Many have called on GTBank to promptly address the situation and provide reassurance about the safety of customer data."
Concerns have been raised by numerous Nigerian social media users, particularly on X (formerly Twitter), regarding reports of a potential security breach on Guaranty Trust Bank's (GTBank) website.
Users have shared screenshots of the allegedly compromised website, sparking worries about the security of their personal and financial information.
Many have called on GTBank to promptly address the situation and provide reassurance about the safety of customer data."
An X user, SERAH Ibrahim said the suspected hacking started on Wednesday night. She added that the suspected hackers have created another HTTP layer of the website in an apparent ploy to steal customers’ data through phishing.
SERAH Ibrahim wrote: “Suspected cybercriminals appeared to have compromised the domain address of Nigeria’s banking giant GTBank since Wednesday night, 14th August, 2024.
“The incident came a day after the domain name was renewed for another five years from August 13, 2024, through March 21, 2029, according to multiple online platforms that analyse domain information.
“No hacker has claimed responsibility for the vandalism yet, which appeared to have started midnight yesterday, August 14.
“Already, the attackers appeared to have created another HTTP layer of the website in an apparent ploy to steal customers’ data through phishing.
“A cybersecurity expert with experience in the Nigerian banking industry said it was possible that the bank’s login details were compromised, as against the domain address itself being stolen for a resale at a more lucrative deal online.
“This phishing attack has now caused Gtbank's domain name to be owned by someone else, either by the hackers or whoever they choose to sell it to.
“This brings the question if GTBank, being one of the biggest banks in Nigeria, did not have a DNSSEC set up which would have prevented or mitigated this hack.
“The bank’s mobile infrastructure did not appear to have been affected for now, as Android and iOS-based applications are still in operation.
“One thing is for sure, a lot of GTBank staff would definitely be losing their jobs this week.”
Another X user, Bakhpa expressed worry that the bank had not addressed its customers officially on the alleged hacking of its website.
The X user wrote: “No official communication from @gtbank yet and its over 24hours since they have been under a cyber attack, this is a clear breach of #NDPR as it has affected our rights and freedom.”
Olayemi said, “About a week ago, I noticed that GtBank SSL certificate had expired. I immediately confirmed this by visiting the site through a Google search. It's shocking that a whole bank allowed their SSL certificate to expire. Now, the domain has expired and been purchased by someone else.”
“I assume the person in charge of renewing the certificate has resigned, and HR hasn't acted swiftly to fill the role. The organization will now have to spend a fortune to recover the domain, or even worse, secure a new one, which is highly detrimental for a fintech business,” the X user added.
Fawaz Momoh, who identified himself as a web developer, said the bank website is currently having problems because the management failed to renew as and when due.
He said: “The @gtbank domain takeover is most likely a false information. I am not saying it's 100% false, but here is why I don't think it's true. From what I know as a web developer, what could have happened is that the domain expired and they (GTbank) didn't renew it before it went down.
“Now, during that expiration period, the website will still be theirs but it will not show the proper information again it is renewed.
“A domain takes about 30-60 days for it to be available on the internet again and at that time it can be purchased by anyone else. What I mean is that if the domain is not renewed within 60 days, then the website will be available on the internet again for free purchase.
“At that time, the previous date it was bought will no longer be valid. It will change to the new date it was bought. As long as it wasn't renewed within 60 days.

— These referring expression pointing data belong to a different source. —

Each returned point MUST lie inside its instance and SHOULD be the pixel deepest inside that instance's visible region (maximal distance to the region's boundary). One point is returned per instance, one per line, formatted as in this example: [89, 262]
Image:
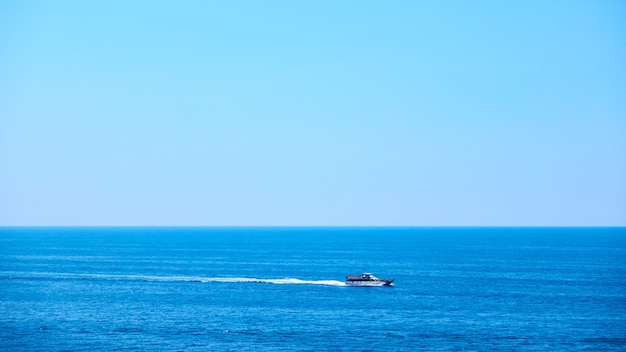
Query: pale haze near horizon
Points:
[364, 113]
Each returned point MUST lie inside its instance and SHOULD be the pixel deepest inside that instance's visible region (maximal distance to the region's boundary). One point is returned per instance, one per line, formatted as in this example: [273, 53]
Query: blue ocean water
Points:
[273, 289]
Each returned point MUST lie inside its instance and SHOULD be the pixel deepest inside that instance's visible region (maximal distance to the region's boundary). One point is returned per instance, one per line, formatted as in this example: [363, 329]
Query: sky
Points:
[312, 113]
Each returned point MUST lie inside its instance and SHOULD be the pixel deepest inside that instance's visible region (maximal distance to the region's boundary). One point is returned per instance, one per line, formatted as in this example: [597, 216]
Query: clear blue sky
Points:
[425, 113]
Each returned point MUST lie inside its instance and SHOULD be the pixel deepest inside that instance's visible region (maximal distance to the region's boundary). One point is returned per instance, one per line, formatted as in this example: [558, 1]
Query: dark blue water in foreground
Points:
[269, 289]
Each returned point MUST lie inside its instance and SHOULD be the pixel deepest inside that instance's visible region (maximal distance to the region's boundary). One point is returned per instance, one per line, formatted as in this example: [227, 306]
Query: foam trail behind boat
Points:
[152, 278]
[285, 281]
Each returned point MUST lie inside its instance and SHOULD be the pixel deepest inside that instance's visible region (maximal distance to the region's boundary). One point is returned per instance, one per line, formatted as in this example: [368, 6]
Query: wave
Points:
[152, 278]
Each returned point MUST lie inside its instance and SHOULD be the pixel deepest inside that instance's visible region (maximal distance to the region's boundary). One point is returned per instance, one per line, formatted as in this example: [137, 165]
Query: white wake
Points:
[154, 278]
[285, 281]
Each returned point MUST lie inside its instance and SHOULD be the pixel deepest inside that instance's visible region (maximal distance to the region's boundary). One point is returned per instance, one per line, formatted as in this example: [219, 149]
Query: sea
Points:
[282, 289]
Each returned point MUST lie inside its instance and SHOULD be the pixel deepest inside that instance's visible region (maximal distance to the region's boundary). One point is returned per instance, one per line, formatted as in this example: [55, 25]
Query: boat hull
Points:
[364, 283]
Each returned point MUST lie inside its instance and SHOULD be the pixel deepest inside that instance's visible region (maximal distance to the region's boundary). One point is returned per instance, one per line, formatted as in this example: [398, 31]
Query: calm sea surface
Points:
[273, 289]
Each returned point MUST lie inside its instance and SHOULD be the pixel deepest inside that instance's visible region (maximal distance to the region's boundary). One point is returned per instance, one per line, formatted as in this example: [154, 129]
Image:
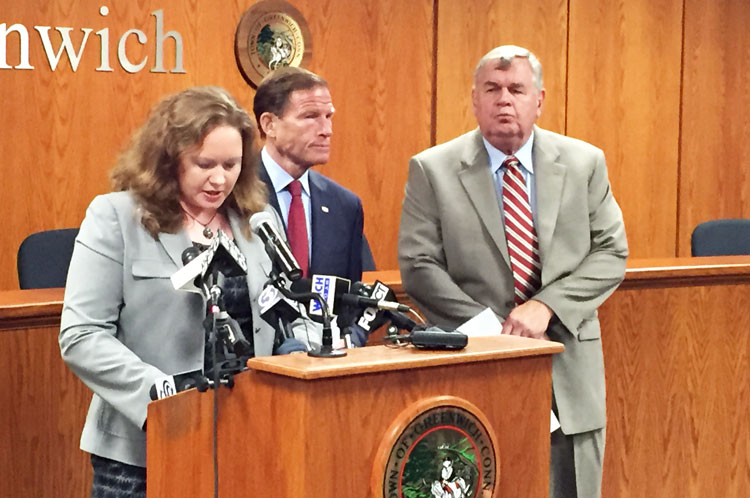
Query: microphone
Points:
[305, 290]
[372, 318]
[277, 249]
[329, 287]
[168, 385]
[222, 256]
[364, 302]
[433, 338]
[230, 333]
[277, 311]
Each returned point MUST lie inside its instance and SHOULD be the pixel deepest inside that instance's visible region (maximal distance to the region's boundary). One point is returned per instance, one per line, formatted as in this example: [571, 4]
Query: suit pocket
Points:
[589, 330]
[152, 268]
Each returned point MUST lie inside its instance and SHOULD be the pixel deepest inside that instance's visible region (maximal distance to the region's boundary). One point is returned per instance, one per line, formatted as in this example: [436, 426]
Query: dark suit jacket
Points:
[336, 224]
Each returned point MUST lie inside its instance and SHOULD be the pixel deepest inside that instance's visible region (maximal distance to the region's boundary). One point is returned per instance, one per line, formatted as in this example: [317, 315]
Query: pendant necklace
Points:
[206, 230]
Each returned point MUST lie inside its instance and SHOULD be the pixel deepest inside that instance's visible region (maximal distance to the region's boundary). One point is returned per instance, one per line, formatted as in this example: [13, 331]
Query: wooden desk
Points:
[677, 352]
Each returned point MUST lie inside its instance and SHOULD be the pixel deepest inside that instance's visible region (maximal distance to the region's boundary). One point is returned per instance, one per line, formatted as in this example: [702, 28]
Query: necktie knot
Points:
[511, 164]
[295, 188]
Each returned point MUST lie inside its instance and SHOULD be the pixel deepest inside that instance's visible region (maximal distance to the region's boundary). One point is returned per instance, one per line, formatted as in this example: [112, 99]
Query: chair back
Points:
[721, 238]
[368, 261]
[44, 257]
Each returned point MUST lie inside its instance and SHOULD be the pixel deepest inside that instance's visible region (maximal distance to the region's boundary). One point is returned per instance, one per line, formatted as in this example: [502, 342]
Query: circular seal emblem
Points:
[271, 34]
[444, 452]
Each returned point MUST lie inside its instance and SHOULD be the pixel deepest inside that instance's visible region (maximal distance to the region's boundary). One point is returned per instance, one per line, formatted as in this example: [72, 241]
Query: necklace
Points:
[206, 230]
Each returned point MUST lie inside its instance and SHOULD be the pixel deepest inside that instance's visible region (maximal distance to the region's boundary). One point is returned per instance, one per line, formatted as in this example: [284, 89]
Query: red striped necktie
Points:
[297, 227]
[523, 245]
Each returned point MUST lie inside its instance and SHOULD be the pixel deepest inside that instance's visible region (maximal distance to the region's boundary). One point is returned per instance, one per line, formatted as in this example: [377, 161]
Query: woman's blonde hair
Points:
[149, 166]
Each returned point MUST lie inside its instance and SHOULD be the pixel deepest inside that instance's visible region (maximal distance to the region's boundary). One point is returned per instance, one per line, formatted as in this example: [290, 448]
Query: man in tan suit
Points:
[455, 259]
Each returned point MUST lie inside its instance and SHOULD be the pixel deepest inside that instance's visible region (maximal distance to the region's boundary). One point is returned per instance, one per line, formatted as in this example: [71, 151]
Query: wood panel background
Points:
[63, 129]
[658, 85]
[676, 349]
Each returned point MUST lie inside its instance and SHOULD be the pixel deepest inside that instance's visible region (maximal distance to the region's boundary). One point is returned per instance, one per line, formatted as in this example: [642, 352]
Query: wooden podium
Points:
[296, 426]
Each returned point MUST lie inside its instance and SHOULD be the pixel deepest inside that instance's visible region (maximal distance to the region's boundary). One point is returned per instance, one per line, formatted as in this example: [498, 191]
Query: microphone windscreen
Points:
[291, 345]
[189, 254]
[259, 218]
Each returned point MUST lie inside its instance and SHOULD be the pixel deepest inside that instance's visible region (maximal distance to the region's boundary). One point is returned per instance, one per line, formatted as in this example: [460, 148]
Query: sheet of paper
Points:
[482, 325]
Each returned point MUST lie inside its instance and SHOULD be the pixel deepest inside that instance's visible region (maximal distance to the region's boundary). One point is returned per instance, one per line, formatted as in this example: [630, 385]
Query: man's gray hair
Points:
[505, 54]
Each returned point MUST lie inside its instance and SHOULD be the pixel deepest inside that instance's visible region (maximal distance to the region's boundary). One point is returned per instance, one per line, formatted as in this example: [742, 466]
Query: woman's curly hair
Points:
[148, 167]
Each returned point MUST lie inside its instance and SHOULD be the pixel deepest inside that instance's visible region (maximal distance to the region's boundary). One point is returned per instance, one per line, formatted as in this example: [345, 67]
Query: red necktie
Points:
[523, 246]
[297, 227]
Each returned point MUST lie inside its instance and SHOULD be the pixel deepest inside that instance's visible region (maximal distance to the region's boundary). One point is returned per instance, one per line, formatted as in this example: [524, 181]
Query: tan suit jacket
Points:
[454, 257]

“Meanwhile, the website will be down for those 60 days (which is not what happened here).
“From what we can see, the date still shows 2002, that means it didn't leave GTbank's possession, if it did, then it would have shown the new date it was bought (which would probably have been on the August 13th, the last time it was updated).
“Now, if you look at the date again, the domain was registered on the 21st of March, 2002 to expire 21st of March, 2029. If it was taken over, that date will not be the same because domains are usually purchased in years.
“That means it expires years later exactly on the same day of the year it was purchased.
“To prove that nothing happened to GTbank and it was probably a downtime in my opinion, I looked up other banks and their records and found an almost exact replica of GTbank's info; First bank.
“Look at the images in this thread, you will see that both banks use the same information. Some hosting providers fill in this information for you especially when you choose to make your ownership private.”